With modern budgeting, forecasting and planning technology, re-forecasts can be produced, sliced and diced faster than ever before. Consolidations and collections of inputs that previously took days can now take minutes or even seconds. For an FP&A professional, these tool kits in their infancy provided a fantastic relief in to ever increasing workloads. However, executives and senior management are now aware of these tools and demand re-forecasts weekly, daily, or even multiple times a day.

What kinds of trade-offs exist when forecasts and iterated at such a frenetic pace?

Thoughtfulness and insight . In the past, forecasts were often completed at a high level, such as a “back of the envelope calculation” since the ability to perform detailed calculations quickly did not exist. This forced executives to debate issues and try to achieve solutions that were perhaps 90 percent accurate. These executive discussions are really the heart of the forecasting process, not necessarily the details in the numbers, since all forecasts are based on estimates and judgments in the end. With the ability to consolidate detailed forecasts quickly, there is the risk to get lost in the details and also lose sight of the big picture. The purpose of effective forecasting is to deliver meaningful insight to drive decision making, not to estimate the cost of office supplies with 99 percent accuracy six months from now.

Distraction from other responsibilities . The ability to incorporate small changes into a forecast quickly has greatly increased with modern technology. Items that were in the past deemed immaterial can now be considered as relevant for the latest re-forecast. However, the time saved from faster consolidation can easily be lost to multiple iterations and small improvements of the same forecast. Furthermore, work on other important priorities can be interrupted many times when multiple a five-minute forecast update is requested. The interruptions can cause distractions, such that the speed of the forecast tool actually becomes a liability.

Quality, i.e. haste makes waste. Unrealistic expectations of turnaround time can lead to doing things too quickly, leading to errors and mistakes.In earlier times, the effort required to calculate, consolidate and assemble the data allowed the analyst to build in some cushion for careful review.
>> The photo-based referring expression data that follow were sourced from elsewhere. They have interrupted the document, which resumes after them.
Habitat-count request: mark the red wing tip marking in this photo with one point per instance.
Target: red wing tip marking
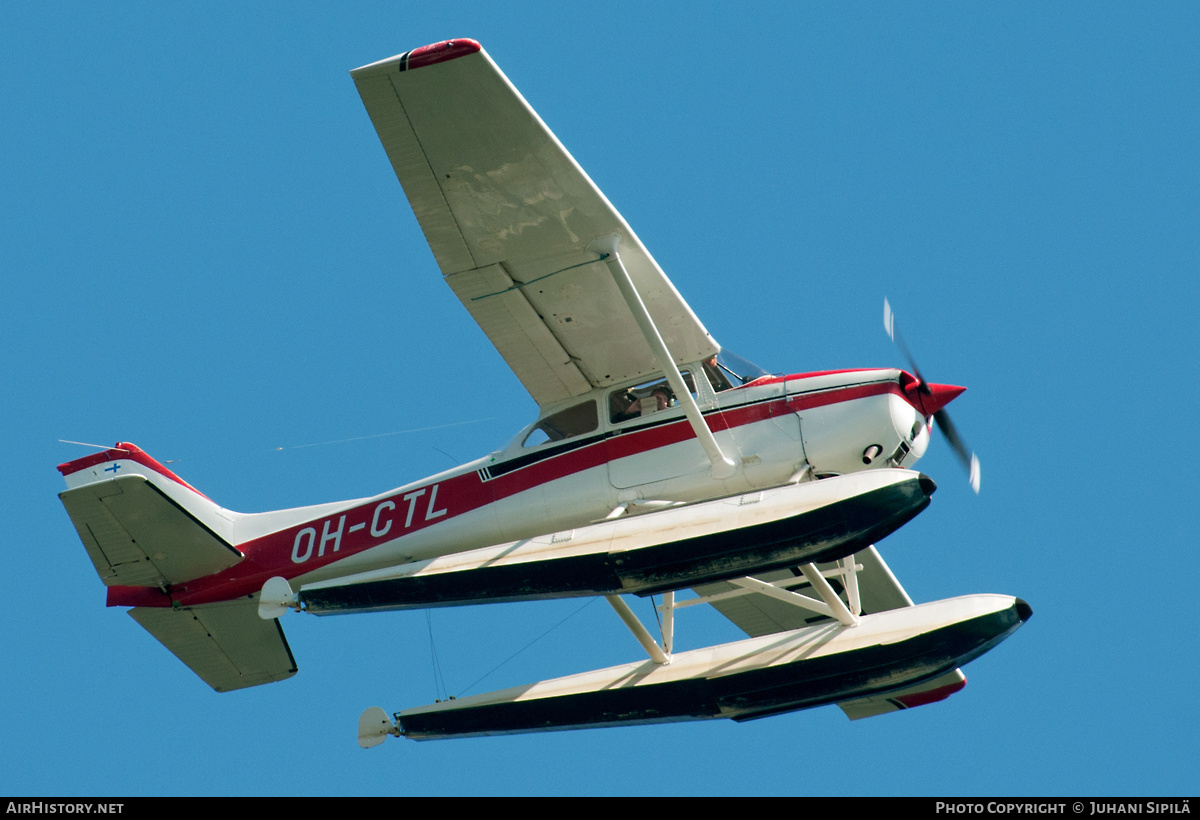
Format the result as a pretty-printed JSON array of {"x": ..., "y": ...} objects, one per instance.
[
  {"x": 448, "y": 49},
  {"x": 933, "y": 695},
  {"x": 419, "y": 58},
  {"x": 124, "y": 450}
]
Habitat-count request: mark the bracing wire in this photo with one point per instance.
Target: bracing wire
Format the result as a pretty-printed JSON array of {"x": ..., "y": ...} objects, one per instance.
[
  {"x": 580, "y": 609},
  {"x": 439, "y": 682}
]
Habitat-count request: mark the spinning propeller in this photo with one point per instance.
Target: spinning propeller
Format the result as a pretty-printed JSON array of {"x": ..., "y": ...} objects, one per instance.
[{"x": 933, "y": 399}]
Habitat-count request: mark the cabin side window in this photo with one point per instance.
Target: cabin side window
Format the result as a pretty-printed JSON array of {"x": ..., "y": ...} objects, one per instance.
[
  {"x": 646, "y": 399},
  {"x": 568, "y": 423}
]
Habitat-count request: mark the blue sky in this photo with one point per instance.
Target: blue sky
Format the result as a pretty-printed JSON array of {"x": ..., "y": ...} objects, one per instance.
[{"x": 207, "y": 253}]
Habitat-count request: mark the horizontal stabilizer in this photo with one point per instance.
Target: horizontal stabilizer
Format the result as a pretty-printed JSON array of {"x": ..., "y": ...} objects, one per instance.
[
  {"x": 226, "y": 644},
  {"x": 136, "y": 536}
]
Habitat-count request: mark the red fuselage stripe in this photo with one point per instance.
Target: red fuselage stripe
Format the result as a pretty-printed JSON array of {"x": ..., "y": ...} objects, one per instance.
[{"x": 348, "y": 532}]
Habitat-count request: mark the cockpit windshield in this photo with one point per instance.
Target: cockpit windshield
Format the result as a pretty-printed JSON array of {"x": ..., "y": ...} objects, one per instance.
[{"x": 730, "y": 370}]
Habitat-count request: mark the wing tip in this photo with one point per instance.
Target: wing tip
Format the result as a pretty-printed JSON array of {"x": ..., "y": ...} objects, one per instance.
[{"x": 425, "y": 55}]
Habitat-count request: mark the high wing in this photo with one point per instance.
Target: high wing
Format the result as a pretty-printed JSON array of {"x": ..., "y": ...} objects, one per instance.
[
  {"x": 879, "y": 591},
  {"x": 510, "y": 216}
]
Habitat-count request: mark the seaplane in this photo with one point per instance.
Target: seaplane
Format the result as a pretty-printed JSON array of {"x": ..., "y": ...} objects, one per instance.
[{"x": 659, "y": 465}]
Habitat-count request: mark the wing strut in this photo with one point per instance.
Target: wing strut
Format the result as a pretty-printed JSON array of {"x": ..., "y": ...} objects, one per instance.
[{"x": 723, "y": 466}]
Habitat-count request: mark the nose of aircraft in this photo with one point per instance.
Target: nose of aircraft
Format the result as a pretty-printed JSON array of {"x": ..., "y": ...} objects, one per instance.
[{"x": 933, "y": 397}]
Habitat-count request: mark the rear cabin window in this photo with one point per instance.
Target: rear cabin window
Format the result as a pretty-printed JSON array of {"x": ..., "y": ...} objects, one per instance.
[{"x": 568, "y": 423}]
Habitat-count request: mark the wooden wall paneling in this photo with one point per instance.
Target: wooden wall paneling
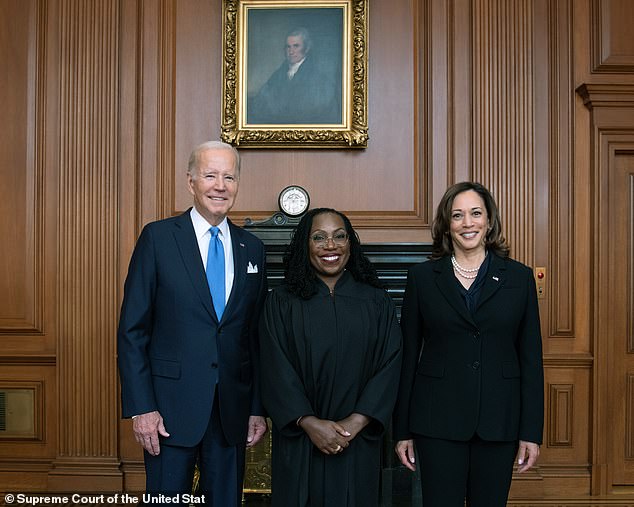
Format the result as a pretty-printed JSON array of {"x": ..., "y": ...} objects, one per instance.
[
  {"x": 435, "y": 88},
  {"x": 561, "y": 184},
  {"x": 462, "y": 96},
  {"x": 27, "y": 204},
  {"x": 25, "y": 463},
  {"x": 347, "y": 179},
  {"x": 612, "y": 130},
  {"x": 620, "y": 169},
  {"x": 503, "y": 116},
  {"x": 131, "y": 198},
  {"x": 22, "y": 205},
  {"x": 87, "y": 455},
  {"x": 612, "y": 42}
]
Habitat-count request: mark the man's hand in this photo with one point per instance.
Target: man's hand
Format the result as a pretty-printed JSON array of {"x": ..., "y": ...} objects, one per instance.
[
  {"x": 257, "y": 429},
  {"x": 147, "y": 428},
  {"x": 329, "y": 437},
  {"x": 527, "y": 455},
  {"x": 405, "y": 451}
]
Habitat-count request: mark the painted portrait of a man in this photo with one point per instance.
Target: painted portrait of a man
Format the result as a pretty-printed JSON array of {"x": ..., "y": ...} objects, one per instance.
[{"x": 295, "y": 67}]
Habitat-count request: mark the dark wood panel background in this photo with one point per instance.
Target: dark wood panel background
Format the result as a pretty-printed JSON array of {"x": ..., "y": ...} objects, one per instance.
[{"x": 103, "y": 100}]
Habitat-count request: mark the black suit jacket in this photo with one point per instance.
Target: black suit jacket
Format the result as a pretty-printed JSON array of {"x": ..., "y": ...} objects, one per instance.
[
  {"x": 465, "y": 374},
  {"x": 172, "y": 349}
]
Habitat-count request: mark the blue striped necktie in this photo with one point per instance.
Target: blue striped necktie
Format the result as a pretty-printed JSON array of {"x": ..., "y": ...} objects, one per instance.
[{"x": 216, "y": 271}]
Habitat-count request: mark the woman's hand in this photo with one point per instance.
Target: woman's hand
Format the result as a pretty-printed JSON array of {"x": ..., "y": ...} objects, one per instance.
[
  {"x": 405, "y": 451},
  {"x": 329, "y": 437},
  {"x": 354, "y": 423},
  {"x": 527, "y": 455}
]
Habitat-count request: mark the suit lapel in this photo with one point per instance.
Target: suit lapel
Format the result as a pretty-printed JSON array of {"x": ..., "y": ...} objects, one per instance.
[
  {"x": 495, "y": 279},
  {"x": 188, "y": 246},
  {"x": 446, "y": 282}
]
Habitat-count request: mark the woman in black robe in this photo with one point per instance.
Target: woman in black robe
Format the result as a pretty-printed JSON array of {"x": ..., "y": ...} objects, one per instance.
[{"x": 331, "y": 356}]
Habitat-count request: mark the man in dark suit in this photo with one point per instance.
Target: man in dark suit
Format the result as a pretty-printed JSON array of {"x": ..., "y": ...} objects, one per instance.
[
  {"x": 187, "y": 339},
  {"x": 299, "y": 91}
]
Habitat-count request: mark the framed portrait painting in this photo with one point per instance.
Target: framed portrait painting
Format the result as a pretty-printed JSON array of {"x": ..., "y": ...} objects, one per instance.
[{"x": 295, "y": 73}]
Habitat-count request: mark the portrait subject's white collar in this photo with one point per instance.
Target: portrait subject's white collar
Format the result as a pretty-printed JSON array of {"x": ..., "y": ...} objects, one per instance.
[{"x": 293, "y": 68}]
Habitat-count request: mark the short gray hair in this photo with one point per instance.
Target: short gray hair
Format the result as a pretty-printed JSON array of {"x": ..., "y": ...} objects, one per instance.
[{"x": 194, "y": 158}]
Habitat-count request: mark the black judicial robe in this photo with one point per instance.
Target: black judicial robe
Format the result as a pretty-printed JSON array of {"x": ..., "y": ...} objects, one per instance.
[{"x": 329, "y": 356}]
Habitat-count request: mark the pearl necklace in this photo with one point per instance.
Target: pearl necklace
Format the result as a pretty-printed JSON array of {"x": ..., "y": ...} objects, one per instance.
[{"x": 469, "y": 274}]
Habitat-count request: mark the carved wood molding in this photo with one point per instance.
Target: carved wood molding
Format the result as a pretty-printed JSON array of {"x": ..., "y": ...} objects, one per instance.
[
  {"x": 605, "y": 57},
  {"x": 607, "y": 95}
]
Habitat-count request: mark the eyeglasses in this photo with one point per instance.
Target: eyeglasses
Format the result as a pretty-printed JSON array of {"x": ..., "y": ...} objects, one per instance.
[{"x": 321, "y": 240}]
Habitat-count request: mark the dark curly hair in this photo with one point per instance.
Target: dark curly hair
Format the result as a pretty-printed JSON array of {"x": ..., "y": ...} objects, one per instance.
[
  {"x": 442, "y": 243},
  {"x": 299, "y": 274}
]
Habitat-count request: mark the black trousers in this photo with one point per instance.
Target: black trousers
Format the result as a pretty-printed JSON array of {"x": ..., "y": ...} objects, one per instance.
[
  {"x": 221, "y": 467},
  {"x": 476, "y": 470}
]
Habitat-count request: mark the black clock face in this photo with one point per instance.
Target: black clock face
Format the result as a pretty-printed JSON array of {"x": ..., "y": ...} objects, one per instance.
[{"x": 294, "y": 200}]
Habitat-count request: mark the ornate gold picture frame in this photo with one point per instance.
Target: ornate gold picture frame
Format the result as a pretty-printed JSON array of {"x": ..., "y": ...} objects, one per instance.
[{"x": 295, "y": 73}]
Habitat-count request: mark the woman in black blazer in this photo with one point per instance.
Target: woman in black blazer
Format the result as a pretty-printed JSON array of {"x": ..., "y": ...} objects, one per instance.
[{"x": 471, "y": 396}]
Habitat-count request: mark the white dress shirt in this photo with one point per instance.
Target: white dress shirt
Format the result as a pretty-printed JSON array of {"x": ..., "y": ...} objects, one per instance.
[{"x": 203, "y": 236}]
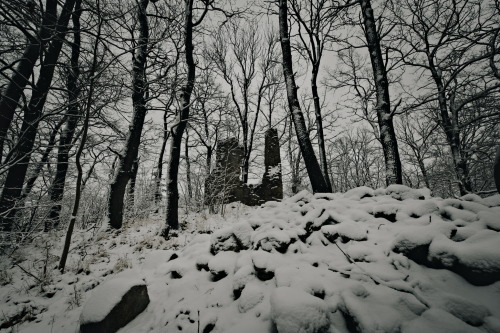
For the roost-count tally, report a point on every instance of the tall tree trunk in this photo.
(79, 179)
(66, 138)
(131, 185)
(24, 70)
(449, 124)
(45, 158)
(122, 175)
(388, 139)
(159, 164)
(188, 167)
(323, 163)
(316, 178)
(496, 169)
(32, 114)
(172, 208)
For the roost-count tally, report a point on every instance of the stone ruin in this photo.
(224, 184)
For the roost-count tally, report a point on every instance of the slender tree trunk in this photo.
(72, 115)
(32, 114)
(323, 162)
(316, 178)
(24, 70)
(78, 190)
(45, 158)
(388, 139)
(131, 150)
(188, 166)
(131, 185)
(159, 164)
(496, 169)
(172, 209)
(452, 132)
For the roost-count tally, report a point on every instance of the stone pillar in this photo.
(272, 183)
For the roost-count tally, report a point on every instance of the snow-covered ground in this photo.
(386, 260)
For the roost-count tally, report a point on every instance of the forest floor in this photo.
(386, 260)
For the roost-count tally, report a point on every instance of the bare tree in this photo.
(130, 152)
(32, 115)
(448, 44)
(318, 182)
(246, 58)
(383, 103)
(316, 22)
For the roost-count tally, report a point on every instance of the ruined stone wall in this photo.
(224, 184)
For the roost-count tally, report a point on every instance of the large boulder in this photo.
(113, 305)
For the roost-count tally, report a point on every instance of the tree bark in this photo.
(131, 150)
(45, 158)
(131, 185)
(65, 140)
(79, 179)
(24, 70)
(451, 130)
(32, 114)
(172, 207)
(323, 162)
(388, 139)
(188, 167)
(316, 178)
(159, 164)
(496, 169)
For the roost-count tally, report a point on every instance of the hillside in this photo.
(385, 260)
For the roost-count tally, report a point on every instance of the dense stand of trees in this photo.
(362, 93)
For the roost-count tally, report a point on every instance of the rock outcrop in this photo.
(113, 305)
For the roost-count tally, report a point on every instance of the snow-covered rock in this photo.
(113, 305)
(295, 311)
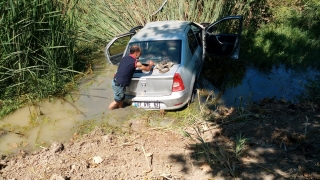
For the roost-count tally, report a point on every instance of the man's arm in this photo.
(145, 67)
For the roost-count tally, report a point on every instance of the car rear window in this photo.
(158, 51)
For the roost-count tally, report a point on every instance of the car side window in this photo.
(193, 44)
(197, 32)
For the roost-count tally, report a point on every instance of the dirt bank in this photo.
(269, 140)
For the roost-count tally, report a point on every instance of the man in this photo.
(124, 74)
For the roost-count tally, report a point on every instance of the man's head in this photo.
(135, 51)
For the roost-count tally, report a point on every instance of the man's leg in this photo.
(118, 96)
(113, 105)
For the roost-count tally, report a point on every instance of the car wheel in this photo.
(194, 92)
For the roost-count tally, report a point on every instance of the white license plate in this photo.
(147, 105)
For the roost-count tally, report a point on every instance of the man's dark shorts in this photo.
(118, 91)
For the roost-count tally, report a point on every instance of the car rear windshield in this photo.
(159, 51)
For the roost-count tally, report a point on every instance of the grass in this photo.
(37, 50)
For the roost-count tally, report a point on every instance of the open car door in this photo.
(222, 37)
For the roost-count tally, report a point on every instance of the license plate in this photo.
(147, 105)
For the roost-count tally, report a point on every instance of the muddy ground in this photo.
(274, 140)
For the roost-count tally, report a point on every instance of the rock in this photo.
(56, 147)
(97, 160)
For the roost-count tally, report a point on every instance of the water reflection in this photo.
(235, 83)
(36, 126)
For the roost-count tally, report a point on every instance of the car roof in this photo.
(161, 30)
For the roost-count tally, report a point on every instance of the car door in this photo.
(222, 37)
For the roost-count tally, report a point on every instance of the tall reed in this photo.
(37, 47)
(101, 20)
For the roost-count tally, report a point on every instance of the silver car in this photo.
(178, 49)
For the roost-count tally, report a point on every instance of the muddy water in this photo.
(278, 83)
(35, 127)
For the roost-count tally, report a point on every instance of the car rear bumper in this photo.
(174, 101)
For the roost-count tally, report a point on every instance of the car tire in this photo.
(194, 92)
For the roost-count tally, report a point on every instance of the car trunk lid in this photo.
(153, 83)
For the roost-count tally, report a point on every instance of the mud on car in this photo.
(178, 49)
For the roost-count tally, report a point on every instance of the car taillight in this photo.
(177, 83)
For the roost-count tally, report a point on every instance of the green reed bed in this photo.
(101, 20)
(37, 49)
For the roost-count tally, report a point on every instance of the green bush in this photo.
(37, 48)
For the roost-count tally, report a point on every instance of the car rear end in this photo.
(159, 88)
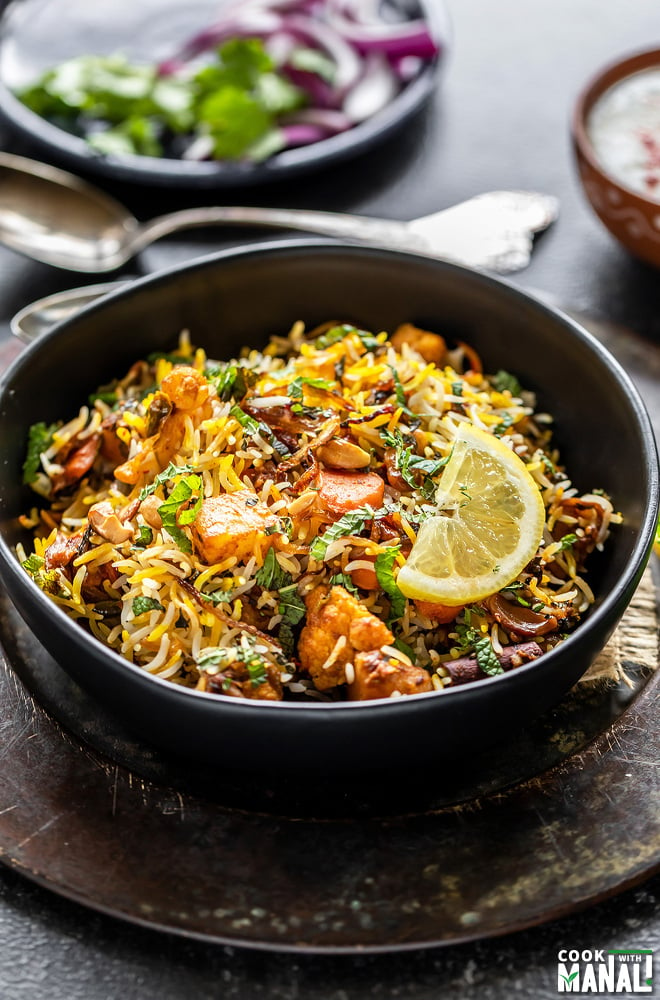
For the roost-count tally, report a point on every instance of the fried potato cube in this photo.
(231, 525)
(337, 628)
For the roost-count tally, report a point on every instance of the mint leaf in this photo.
(271, 576)
(350, 524)
(40, 437)
(291, 607)
(234, 120)
(145, 537)
(487, 658)
(171, 514)
(165, 476)
(384, 566)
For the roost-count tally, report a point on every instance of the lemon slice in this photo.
(488, 526)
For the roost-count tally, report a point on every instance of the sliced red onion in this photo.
(319, 91)
(314, 32)
(253, 22)
(326, 118)
(303, 135)
(406, 67)
(374, 91)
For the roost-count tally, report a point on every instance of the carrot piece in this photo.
(340, 492)
(442, 614)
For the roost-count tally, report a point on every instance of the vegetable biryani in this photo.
(240, 528)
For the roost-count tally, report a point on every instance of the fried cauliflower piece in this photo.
(379, 676)
(431, 346)
(337, 629)
(186, 388)
(230, 525)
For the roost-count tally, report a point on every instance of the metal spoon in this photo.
(55, 217)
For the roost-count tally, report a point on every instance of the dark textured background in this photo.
(500, 120)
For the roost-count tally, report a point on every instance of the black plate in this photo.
(241, 297)
(37, 34)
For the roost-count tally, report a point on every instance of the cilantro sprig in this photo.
(233, 104)
(384, 567)
(174, 513)
(40, 437)
(350, 524)
(408, 462)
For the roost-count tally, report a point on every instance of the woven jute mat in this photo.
(635, 641)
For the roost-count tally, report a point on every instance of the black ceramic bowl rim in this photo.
(12, 571)
(289, 163)
(599, 83)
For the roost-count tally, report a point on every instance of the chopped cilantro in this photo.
(173, 513)
(218, 597)
(504, 424)
(165, 476)
(343, 580)
(271, 576)
(253, 427)
(337, 333)
(231, 380)
(291, 607)
(350, 524)
(233, 102)
(40, 437)
(407, 463)
(487, 658)
(47, 579)
(145, 537)
(403, 647)
(384, 567)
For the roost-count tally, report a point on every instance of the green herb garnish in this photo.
(291, 606)
(384, 567)
(141, 605)
(350, 524)
(40, 437)
(271, 576)
(487, 658)
(173, 513)
(165, 476)
(145, 537)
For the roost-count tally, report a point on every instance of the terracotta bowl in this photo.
(630, 216)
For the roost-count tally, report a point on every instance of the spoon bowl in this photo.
(53, 216)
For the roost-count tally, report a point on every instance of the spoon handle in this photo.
(362, 228)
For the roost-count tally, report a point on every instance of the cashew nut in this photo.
(105, 523)
(342, 454)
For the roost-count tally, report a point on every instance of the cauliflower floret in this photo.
(337, 628)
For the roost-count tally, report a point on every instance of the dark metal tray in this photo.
(561, 817)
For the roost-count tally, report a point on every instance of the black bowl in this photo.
(243, 296)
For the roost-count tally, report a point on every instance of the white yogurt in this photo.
(624, 129)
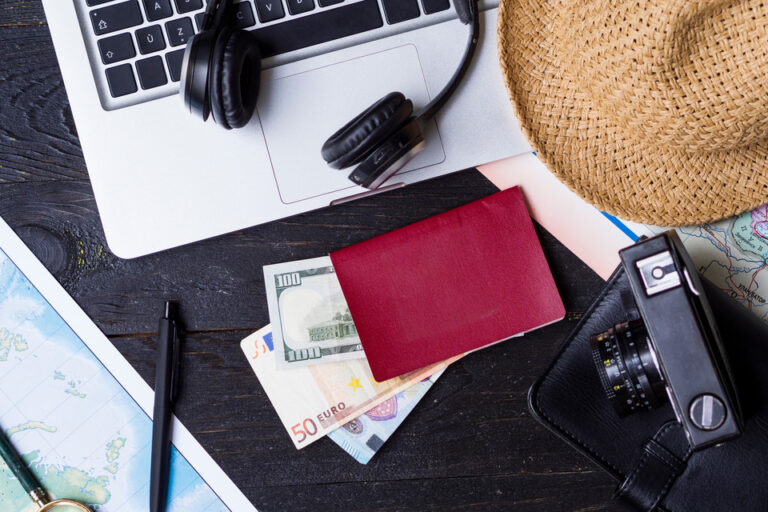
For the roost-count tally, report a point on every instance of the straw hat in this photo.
(655, 111)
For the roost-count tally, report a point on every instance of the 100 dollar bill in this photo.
(315, 400)
(310, 318)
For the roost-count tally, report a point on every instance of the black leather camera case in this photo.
(648, 452)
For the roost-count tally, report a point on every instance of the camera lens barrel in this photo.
(628, 369)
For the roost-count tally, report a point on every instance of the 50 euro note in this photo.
(312, 401)
(310, 319)
(363, 436)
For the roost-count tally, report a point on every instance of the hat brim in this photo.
(604, 164)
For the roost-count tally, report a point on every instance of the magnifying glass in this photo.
(30, 483)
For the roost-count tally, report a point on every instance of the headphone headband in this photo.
(215, 14)
(467, 13)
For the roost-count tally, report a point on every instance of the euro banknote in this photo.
(310, 319)
(363, 436)
(314, 400)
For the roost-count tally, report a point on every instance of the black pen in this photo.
(166, 382)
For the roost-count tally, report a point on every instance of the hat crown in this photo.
(686, 74)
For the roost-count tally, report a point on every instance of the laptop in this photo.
(162, 178)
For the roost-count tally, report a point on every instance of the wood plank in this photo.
(219, 281)
(471, 433)
(38, 140)
(470, 445)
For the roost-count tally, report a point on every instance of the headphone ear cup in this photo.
(235, 78)
(356, 139)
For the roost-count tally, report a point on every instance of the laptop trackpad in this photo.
(300, 108)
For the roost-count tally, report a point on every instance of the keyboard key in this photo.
(116, 48)
(121, 81)
(185, 6)
(199, 20)
(157, 9)
(150, 39)
(173, 59)
(269, 10)
(179, 31)
(151, 72)
(433, 6)
(319, 28)
(244, 15)
(116, 17)
(397, 11)
(299, 6)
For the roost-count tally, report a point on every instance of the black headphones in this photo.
(221, 69)
(382, 139)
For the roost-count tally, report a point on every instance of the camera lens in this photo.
(628, 369)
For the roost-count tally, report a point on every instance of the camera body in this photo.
(669, 347)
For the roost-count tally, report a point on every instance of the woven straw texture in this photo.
(654, 111)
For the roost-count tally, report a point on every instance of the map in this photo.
(732, 253)
(75, 425)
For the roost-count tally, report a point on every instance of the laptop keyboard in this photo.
(137, 46)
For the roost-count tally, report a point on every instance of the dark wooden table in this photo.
(470, 445)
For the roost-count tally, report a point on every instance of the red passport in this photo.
(449, 284)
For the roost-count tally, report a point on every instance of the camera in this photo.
(669, 348)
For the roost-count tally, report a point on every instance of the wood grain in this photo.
(470, 445)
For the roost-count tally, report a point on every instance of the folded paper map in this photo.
(311, 401)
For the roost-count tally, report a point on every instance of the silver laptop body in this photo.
(162, 178)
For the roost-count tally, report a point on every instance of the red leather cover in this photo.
(447, 285)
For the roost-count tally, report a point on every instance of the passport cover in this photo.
(447, 285)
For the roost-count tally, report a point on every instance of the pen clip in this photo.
(176, 348)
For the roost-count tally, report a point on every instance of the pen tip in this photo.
(170, 309)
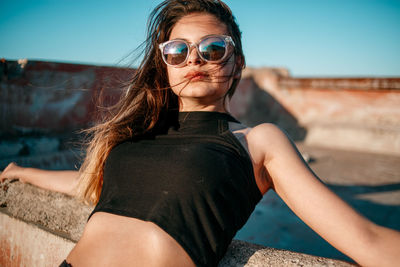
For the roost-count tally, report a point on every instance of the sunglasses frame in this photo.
(226, 38)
Managers and executives who have spent most if not all of their careers with powerful forecast technology available now expect fast turnaround times. Those who advance to higher levels usually excelled at timeliness and accuracy earlier in their careers, and therefore might not realize the time required by some of their analysts to review information and correct errors and check for other inaccuracies.

Version Control. Modern forecasting technology allows for multiple iterations of a potential budget or forecast. Yesterday’s manual and slow processes limited the number of versions of a particular year’s estimate. A typical company might have had just three full-year forecasts: the original budget, a revised budget, and a mid-year forecast. Nowadays most organizations have at a minimum multiple versions of the budget and quarterly forecasts, and many have monthly forecasts for the financial statement and weekly forecast updates for sales. The challenge is to manage each of these forecast versions and to properly understand and explain variances to the prior versions. A typical variance report might show the actual results versus three baseline periods: the most recent forecast, the budget and the prior year. Confusion can set in when management is not sure which version of the forecast is the “most recent.” It might be common during a re-forecast process to tweak the numbers 10, 20 or even 30 times before the work is considered final. Preparing a “bridge” to prior drafts of the forecast becomes a time consuming exercise and conversations focus on which version of the forecast is the “right” one, instead of a more value added discussion.

Organizations are not going to go back to older technologies in spite of any challenges one faces with new technologies—the benefits from faster and more robust forecasts are too great to ignore.

The lesson for FP&A professionals: The key to a successful forecasting process is to define it up front and effectively manage it. Set clear expectations on how often the forecast will be updated, how it will be communicated, and the process of managing drafts from inception to completion.

Like other technologies such as e-mail, it is easy to become overwhelmed by the speed and volume of information. At the end of the day, you must manage the tools effectively or they will undermine what you want to achieve.

Tom Russell is Director of Financial Reporting for Health Care REIT, an S&P 500 real estate investment trust.